Spagna-Francia: la sfida “mediterranea” elegge la prima finalista di Euro2024

Da un lato del tabellone i ‘nordici’ rappresentati da Olanda e Inghilterra, dall’altro i ‘mediterranei’. Sarà pure il più brutto di sempre (ma poi non possiamo certo dirlo noi, ché gran contributo ad aumentarne la bellezza di sicuro non abbiamo dato…) ma alla fine Euro2024 si regala due semifinali che comunque fotografano le gerarchie del football continentale, e che vedono pure la presenza di quattro grandi storiche del calcio europeo (tre vincitrici in edizioni precedenti più l’Inghilterra recentissima finalista). La nobiltà quindi ha di nuovo respinto l’assalto della borghesia calcistica, stavolta impersonificata dalle solide e operose Austria e Svizzera, e dalla futuribile Turchia.

Finalista mediterranea – Stasera dall’Allianz Arena di Monaco di Baviera uscirà il nome della finalista ‘mediterranea’. Quarant’anni fa, proprio a Parigi, Francia e Spagna si affrontarono per il titolo, conquistato dai transalpini guidati da Le Roi Platini. Stavolta l’incrocio vale appena poco meno, e parecchio di più delle altre sfide nei quarti che nel 2000 videro ancora il successo dei Bleus guidati da Zidane (e Deschamps…), e nel 2012 degli iberici. Ironia (amara) della sorte, in entrambi i casi francesi e spagnoli divennero poi campioni battendo in finale l’Italia.

Equilibrismo – Non a caso Didier Deschamps gli ha consegnato le chiavi del centrocampo. Perché Adrien Rabiot di questa Francia è il grande equilibratore, e soprattutto uno dei leader occulti. E non a caso quindi il ct porta lui al suo fianco nella conferenza stampa della vigilia della semifinale. Perché è ovvio che il tema principale – ancor più della partita in arrivo – sia quello delle elezioni transalpine e dello scenario politico che si sta ora delineando nel Paese. E non può non stupire che sia proprio questo, l’argomento centrale, visto che da Thuram a Mbappé erano sono stati tanti i Bleus a scendere in campo in questa tornata elettorale. E allora Rabiot più che da regista, nell’occasione gioca da stopper:” “I risultati delle elezioni e la mancata vittoria di Rassemblement National? Eravamo rientrati in camera dall’allenamento, non li abbiamo guardati insieme: eravamo tutti interessati perché’ è importante, ma meno di molti altri perché’ in testa abbiamo altro…”. Insomma, fa intendere lo juventino (anche in futuro? Chissà…): prima il calcio, poi il resto. “Non abbiamo parlato tra di noi. So che molti sono sollevati dall’esito del voto”, ha aggiunto Rabiot, che già nei giorni scorsi si era unito all’appello di tanti compagni perché’ i francesi andassero alle urne ma non aveva espresso alcun tipo di preferenza elettorale, nella convinzione di dover rimanere nei limiti dello sport.
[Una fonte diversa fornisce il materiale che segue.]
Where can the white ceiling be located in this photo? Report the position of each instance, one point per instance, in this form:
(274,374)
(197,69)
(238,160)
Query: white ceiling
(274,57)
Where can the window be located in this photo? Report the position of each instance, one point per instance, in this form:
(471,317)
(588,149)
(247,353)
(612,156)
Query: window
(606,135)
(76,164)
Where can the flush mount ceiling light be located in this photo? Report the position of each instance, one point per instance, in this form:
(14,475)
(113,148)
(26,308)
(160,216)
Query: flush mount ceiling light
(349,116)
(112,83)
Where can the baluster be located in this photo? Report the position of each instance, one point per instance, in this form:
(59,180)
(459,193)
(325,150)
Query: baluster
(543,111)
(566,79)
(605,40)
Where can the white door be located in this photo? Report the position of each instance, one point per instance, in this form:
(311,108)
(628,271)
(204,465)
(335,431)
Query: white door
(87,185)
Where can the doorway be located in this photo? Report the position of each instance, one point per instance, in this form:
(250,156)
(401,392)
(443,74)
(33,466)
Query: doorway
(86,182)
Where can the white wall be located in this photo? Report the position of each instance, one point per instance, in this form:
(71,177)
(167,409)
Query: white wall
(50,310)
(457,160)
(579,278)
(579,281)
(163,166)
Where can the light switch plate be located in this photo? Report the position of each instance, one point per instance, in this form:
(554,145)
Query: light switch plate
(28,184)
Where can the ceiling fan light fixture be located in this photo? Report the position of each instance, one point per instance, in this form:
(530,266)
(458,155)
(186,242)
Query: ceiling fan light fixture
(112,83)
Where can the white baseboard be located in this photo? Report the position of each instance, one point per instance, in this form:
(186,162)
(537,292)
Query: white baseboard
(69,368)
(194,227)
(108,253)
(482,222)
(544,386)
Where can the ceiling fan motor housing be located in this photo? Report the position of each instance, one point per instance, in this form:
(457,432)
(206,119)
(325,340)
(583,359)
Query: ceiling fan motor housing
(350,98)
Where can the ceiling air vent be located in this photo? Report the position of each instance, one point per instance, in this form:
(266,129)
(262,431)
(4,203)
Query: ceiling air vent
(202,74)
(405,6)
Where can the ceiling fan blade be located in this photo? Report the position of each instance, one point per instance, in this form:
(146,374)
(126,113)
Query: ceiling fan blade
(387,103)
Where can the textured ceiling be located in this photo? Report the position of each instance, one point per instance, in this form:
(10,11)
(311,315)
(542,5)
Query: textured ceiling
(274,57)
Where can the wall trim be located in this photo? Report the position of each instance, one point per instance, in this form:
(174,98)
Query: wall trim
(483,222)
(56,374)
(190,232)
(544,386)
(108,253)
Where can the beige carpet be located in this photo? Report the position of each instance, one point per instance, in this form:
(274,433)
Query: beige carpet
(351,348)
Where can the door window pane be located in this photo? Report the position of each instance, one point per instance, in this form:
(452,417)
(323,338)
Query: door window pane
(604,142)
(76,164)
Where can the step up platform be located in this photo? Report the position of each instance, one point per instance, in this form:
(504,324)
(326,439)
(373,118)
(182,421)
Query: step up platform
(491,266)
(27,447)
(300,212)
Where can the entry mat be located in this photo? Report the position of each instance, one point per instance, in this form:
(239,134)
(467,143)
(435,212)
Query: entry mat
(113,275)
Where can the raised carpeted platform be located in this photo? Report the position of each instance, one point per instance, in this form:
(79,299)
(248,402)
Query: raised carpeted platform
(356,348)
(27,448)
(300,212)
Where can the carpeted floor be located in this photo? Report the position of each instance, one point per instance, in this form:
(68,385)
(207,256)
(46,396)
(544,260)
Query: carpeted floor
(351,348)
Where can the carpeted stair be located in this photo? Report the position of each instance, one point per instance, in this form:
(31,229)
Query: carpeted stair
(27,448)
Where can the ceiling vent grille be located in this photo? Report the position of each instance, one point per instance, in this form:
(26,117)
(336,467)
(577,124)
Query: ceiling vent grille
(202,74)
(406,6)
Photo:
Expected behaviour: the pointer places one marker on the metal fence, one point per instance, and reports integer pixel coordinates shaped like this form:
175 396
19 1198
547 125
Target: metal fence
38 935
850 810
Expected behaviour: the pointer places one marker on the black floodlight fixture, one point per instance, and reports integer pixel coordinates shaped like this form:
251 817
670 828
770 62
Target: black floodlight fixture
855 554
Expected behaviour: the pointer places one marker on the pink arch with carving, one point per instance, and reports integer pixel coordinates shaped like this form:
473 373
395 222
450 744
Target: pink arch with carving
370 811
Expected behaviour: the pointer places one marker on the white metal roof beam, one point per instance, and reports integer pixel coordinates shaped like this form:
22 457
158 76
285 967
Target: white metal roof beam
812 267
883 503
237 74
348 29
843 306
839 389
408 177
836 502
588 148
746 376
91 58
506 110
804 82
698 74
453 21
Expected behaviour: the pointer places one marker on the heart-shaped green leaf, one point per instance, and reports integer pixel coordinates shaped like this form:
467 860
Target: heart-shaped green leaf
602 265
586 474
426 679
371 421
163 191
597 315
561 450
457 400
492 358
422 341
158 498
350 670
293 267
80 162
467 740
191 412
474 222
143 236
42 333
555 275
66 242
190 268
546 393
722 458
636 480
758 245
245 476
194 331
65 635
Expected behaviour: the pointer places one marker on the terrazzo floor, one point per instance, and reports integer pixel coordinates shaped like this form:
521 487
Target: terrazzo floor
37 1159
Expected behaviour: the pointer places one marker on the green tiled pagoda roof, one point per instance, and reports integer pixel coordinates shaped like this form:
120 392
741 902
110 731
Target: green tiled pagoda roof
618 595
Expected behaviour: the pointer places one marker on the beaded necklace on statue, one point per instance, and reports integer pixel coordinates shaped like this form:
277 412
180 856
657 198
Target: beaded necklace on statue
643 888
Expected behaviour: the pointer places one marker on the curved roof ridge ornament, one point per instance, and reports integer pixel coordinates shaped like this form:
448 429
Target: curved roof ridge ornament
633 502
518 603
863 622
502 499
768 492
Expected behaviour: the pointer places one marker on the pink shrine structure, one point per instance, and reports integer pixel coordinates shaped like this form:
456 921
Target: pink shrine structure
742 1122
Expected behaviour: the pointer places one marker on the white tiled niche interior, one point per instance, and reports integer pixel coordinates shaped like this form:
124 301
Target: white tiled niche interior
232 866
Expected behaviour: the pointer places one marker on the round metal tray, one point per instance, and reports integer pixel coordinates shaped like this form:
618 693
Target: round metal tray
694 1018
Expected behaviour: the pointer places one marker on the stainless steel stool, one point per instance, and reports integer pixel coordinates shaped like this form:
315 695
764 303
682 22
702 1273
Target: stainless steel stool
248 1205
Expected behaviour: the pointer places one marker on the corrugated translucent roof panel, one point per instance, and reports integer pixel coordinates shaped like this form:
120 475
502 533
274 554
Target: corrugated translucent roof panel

Sollievo (di alcuni) – Il sollievo al quale ha fatto riferimento è piuttosto quello dei messaggi social di numerosi compagni di nazionale, da Thuram a Tchouaméni, passando per Koundé, che nella serata dello spoglio dei voti hanno espresso soddisfazione per la mancata maggioranza del partito di Marine Le Pen. Difficile immaginare però, visto il Paese tripartito uscito dalle urne, che riflessi di queste divisioni non vi siano anche nello spogliatoio della Nazionale, che già aveva mostrato crepe nei giorni degli appelli al voto “contro gli estremismi” dello stesso Mbappé. Sul tema, implicitamente, Rabiot spazza in calcio d’angolo polemiche e retropensieri: “Resto convinto – ha anche detto il centrocampista – che sport e politica non siano necessariamente un buon binomio. La valutazione del voto, se sia un bene o un male, la lascio a chi ne sa più di me, io in testa in questo momento ho altre cose, perché siamo alla vigilia di una semifinale europea. Io penso al calcio”.

Furie rosse unite – problemi e argomenti cui non deve pensare Luis de La Fuente, ct della Spagna che finora è apparsa la più convincente tra le big, malgrado la prevedibile fatica nel superare la Germania solo ai supplementari ai quarti. Storicamente, la Spagna che vince (quella del 1960 e quella dal 2008 in poi) è quella che riesce a trovare un punto d’incontro tra l’anima madridista, quella catalana e quella basca, in uno snervante equilibrismo tra centralismo e forze centrifughe (anche calcistiche). Finora questo sessantatreenne cresciuto a pane e Athletic Bilbao (di cui è stato prima tifoso, poi giocatore) s’è dimostrato sapiente alchimista. Contro Mbappé e compagni la prova più importante, e definitiva.